What emerges in words, invocations and collage is a grasping at presence and absence in the age of the internet: to be read in real time is life, and the blank screen is death.
* * *
"Daphne Gottlieb is a feral genius, who breaks into your lockbox of insecurities and traumas, and crafts them into a self-portrait of America. Beautiful, deadly, but never less than honest. You're in the best pair of wrong hands."
—Charlie Jane Anders, author of All the Birds in the Sky
"This book killed me. I would say something like, ’This book is a heady mixture of Eros and Thanatos,’ but that would perhaps make you miss the immediacy, the pure sensuality of the words on the page. So instead I will say for those who understand love and death get all mixed together, for all those who have howled someone's name into the winds at night, this book will speak to you. Daphne Gottlieb understands the heart is sacred and, like all the good martyrs, will gladly set hers on fire to help you feel yours burn."

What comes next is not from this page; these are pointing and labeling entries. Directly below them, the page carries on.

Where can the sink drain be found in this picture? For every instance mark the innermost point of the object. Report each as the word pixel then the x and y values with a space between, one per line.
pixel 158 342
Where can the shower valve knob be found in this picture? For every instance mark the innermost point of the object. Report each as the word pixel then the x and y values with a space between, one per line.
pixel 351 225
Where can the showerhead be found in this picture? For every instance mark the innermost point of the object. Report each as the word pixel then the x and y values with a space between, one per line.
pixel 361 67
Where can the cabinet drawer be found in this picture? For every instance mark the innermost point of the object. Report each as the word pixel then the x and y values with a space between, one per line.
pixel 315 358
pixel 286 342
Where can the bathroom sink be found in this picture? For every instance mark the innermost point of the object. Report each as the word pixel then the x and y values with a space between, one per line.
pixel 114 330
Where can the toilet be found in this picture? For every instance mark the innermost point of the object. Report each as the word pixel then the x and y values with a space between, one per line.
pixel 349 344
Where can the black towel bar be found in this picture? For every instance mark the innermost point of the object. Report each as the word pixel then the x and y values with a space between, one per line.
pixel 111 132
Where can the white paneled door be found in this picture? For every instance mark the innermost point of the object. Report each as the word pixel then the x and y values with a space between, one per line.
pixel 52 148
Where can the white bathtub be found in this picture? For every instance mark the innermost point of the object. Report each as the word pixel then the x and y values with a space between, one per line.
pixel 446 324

—Jessa Crispin, author, Why I Am Not A Feminist: A Feminist Manifesto and The Dead Ladies Project: Exiles, Expats, and Ex-Countries
“To call Saint 1001 a novel is to call the novel out, to call the novel in, and to call the novel on those nights when you can’t sleep, and you just want someone to talk to. It’s a fable, a tall tale, a murder mystery, a fever dream, a sex journal, a police report, a renegade philosopher’s stolen interior monologues, a feminist scream, a mental health crisis, an unholy gasp for breath, and a mashup of everything from Bambi to the Buzzcocks, Invasion of the Body Snatchers to Britney Spears to Freud, Tolstoy, The Diary of Anne Frank, and the Bible. If Kathy Acker stole the text to unmake it, Daphne Gottlieb steals it back to re-break it.”
—Mattilda Bernstein Sycamore, author of Sketchtasy
“Saint 1001 is not to be explained. Rather, it is a work that demands, urgently, to be experienced. Daphne Gottlieb has delivered a stunning epistle of trauma, survival, broken love, broken sex that might seem familiar, yet s not remotely like anything we’ve let ourselves see. Through its music, its reverence, and most of all its painfully gorgeous intelligence, Saint 1001 accomplishes something very few works can do – it reaches beyond the page, into our waking hours, transforming our mundane world into the mythic, not through any naïve assertion, but with naked, undeniable evidence.”
—Ryka Aoki, author of He Mele A Hilo, Seasonal Velocities, and Why Dust Shall Never Settle Upon This Soul
“Daphne Gottlieb’s new novel Saint 1001 gristles and trembles and shines! This triumphant epistolary book rockets through the decades and fulfills the varied promises of Gottlieb’s signature embodied & experimental prowess. Obsession, desire, loss, work & the word all meet up in these pages to duke it out and teach the reader a little something about having a body in this crumbling world.”